Single Witch's Survival Guide (The Jane Madison Academy Series)

Page 7

by Mindy Klasky


  He finally took a step back and ran a hand over his trio of hairs. “Of course, Miss Madison. After all, you’re the magistrix. For now.”

  I snatched up the pages and waited for the repulsive man to excuse himself, to head across the beach so David and I could have a little privacy. Fat chance. Instead, David snapped his fingers to command Spot’s attention, and then he led us both out onto the dock. David kept one eye on Pitt as I turned my back on the clerk. “What the hell happened between the two of you?” I asked.

  “You heard him. He was my boss, when I was sent back to the Court.”

  “That doesn’t explain that level of animosity.”

  David pointed out, “We don’t have time for this now.”

  “Fine.” At least the remnants of his fear were gone, completely replaced by anger. I’d get the truth from him later. “I can’t sign this, David. I can’t bet everything on a single ritual. Not when I can’t even raise a simple wind spell with my students.”
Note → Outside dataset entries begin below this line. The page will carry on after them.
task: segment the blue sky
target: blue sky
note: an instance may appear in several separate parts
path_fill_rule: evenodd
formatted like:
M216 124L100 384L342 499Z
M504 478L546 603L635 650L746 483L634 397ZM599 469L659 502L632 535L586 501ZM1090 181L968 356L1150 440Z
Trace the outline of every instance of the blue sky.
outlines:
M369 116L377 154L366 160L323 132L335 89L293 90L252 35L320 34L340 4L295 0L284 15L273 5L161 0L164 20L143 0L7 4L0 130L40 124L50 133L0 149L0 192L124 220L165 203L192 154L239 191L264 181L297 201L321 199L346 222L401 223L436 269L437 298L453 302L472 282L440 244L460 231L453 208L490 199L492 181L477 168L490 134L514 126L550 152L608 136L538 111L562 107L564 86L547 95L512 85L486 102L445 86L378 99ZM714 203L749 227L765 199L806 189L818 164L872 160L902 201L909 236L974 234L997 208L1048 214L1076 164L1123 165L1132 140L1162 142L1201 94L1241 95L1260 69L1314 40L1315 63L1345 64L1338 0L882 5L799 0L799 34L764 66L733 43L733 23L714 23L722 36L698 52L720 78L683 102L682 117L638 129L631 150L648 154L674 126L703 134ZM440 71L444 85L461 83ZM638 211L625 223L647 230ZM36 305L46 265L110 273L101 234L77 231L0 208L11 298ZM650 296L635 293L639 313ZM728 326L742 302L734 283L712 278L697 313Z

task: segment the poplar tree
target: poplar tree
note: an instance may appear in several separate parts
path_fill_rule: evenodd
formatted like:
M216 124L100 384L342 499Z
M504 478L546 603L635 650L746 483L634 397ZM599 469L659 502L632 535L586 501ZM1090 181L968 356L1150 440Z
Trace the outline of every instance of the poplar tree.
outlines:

  “I don’t know how he talked them into this. All those Charters I filed, and not a single hint of a Major Workings clause before.”

  “What happens if I don’t sign?”

  “You’ll be declared rogue. The Court will send a letter demanding you shut down operations. If you don’t comply in a week, they’ll send a Termination Team.”

  “That doesn’t sound good.”

  “It isn’t. They’ll bring a dozen warders to guarantee I won’t be a factor. An equal number of witches to restrain you. They’ll carry off the Osgood books, and whatever you’ve collected on your own. And Neko, too, of course.”

  Of course. I’d lost Neko before. I never wanted to live through that nightmare again. I glared at the Charter. “I’ll take my chances against their Team. I’m stronger than they think I am.”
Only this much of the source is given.